However, in summary, this particular proposal tries to solve a couple of past sticking points:
I propose we overload the unary capture operator (&) to accept compile-time atoms and strings as arguments, for example &:foo and &"bar". This would expand at compile time into a tagged tuple with the atom/string and a variable reference. For now, I am calling this a "tagged-variable capture" to differentiate it from a function capture.
For the purposes of this proposal, assume:
Additionally,
- Lines beginning with # == indicate what the compiler expands an expression to.
- Lines beginning with # => represent the result of evaluating that expression.
- Lines beginning with # !> represent an exception.
Bare Captures
I'm not sure if we should support bare tagged-variable capture, but it is illustrative for this proposal, so I left it in my prototype. It would look like:
&:foo
# == {:foo, foo}
# => {:foo, 1}
&"foo"
# == {"foo", foo}
# => {"foo", 1}
If bare usage is supported, this expansion would work as expected in match and guard contexts as well, since it expands before variable references are resolved:
{:foo, baz} = &:foo
# == {:foo, baz} = {:foo, foo}
# => {:foo, 1}
baz
# => 1
List Captures
Since capture expressions are allowed in lists, this can be used to construct Keyword lists from the local variable scope elegantly:
list = [&:foo, &:bar]
# == list = [{:foo, foo}, {:bar, bar}]
# => [foo: 1, bar: 2]
This would work with other list operators like |:
baz = 3
list = [&:baz | list]
# == list = [{:baz, baz} | list]
# => [baz: 3, foo: 1, bar: 2]
And list destructuring:
{foo, bar, baz} = {nil, nil, nil}
[&:baz, &:foo, &:bar] = list
# == [{:baz, baz}, {:foo, foo}, {:bar, bar}] = list
# => [baz: 3, foo: 1, bar: 2]
{foo, bar, baz}
# => {1, 2, 3}
Map Captures
With
a small change to the parser, we can allow this expression inside map literals. Because this expression individually gets expanded into a tagged-tuple before the map associations list as a whole are processed, it allow this syntax to work in all existing map/struct constructs, like map construction:
map = %{&:foo, &"bar"}
# == %{:foo => foo, "bar" => bar}
# => %{:foo => 1, "bar" => 2}
Map updates:
foo = 3
map = %{map | &:foo}
# == %{map | :foo => foo}
# => %{:foo => 3, "bar" => 2}
And map destructuring:
{foo, bar} = {nil, nil}
%{&:foo, &"bar"} = map
# == %{:foo => foo, "bar" => bar} = map
# => %{:foo => 3, "bar" => 2}
{foo, bar}
# => {3, 2}
Considerations
Pro: solves existing pain points
As mentioned, this solves flaws previous proposals suffer from:
- Atom vs String key support
This supports both. - Visual clarity that atom/string matching is occurring
This leverages the appropriate literal in question within the syntax sugar. - Limitations of string-based sigil parsing
This is compiler-expansion-native. - Easy confusion with tuples
%{&:foo, &"bar"} is very different from {foo, bar}, instead of 1-character different.

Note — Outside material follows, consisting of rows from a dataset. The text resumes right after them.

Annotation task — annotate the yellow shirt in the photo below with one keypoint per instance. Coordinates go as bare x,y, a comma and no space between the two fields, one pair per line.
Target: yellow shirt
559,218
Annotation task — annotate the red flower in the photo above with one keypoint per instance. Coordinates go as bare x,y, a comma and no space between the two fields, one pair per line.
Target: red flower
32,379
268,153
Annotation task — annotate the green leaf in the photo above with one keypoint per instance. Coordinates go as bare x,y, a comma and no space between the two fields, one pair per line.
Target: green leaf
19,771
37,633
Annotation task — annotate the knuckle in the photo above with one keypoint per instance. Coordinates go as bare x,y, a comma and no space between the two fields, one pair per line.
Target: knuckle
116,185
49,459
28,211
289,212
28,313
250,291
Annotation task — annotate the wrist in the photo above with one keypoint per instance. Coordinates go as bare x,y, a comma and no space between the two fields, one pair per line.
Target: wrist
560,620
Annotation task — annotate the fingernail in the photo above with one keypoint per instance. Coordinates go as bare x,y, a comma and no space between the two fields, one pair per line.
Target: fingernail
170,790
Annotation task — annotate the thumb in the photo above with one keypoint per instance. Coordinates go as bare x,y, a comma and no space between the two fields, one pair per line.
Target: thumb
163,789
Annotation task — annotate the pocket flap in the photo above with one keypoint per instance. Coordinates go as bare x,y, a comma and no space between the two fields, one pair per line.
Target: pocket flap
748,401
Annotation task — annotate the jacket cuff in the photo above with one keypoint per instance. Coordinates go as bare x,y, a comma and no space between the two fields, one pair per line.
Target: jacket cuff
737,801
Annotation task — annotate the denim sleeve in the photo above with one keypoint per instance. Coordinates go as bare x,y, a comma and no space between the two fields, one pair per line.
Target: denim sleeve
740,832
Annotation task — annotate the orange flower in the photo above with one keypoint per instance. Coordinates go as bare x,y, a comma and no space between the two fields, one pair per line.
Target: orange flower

Additionally, it solves my main complaint with historical proposals: syntax to combine a variable identifier with a literal must either obscure that we are building an identifier, or obscure the key/string typing of the literal.
I'm proposing overloading the capture operator rather than introducing a new operator because the capture operator already has a semantic association with messing with variable scope, via the nested integer-based positional function argument syntax (ex & &1).
By using the capture operator we indicate that we are messing with an identifier in scope, but via a literal atom/string we want to associate with, to get the best of both worlds.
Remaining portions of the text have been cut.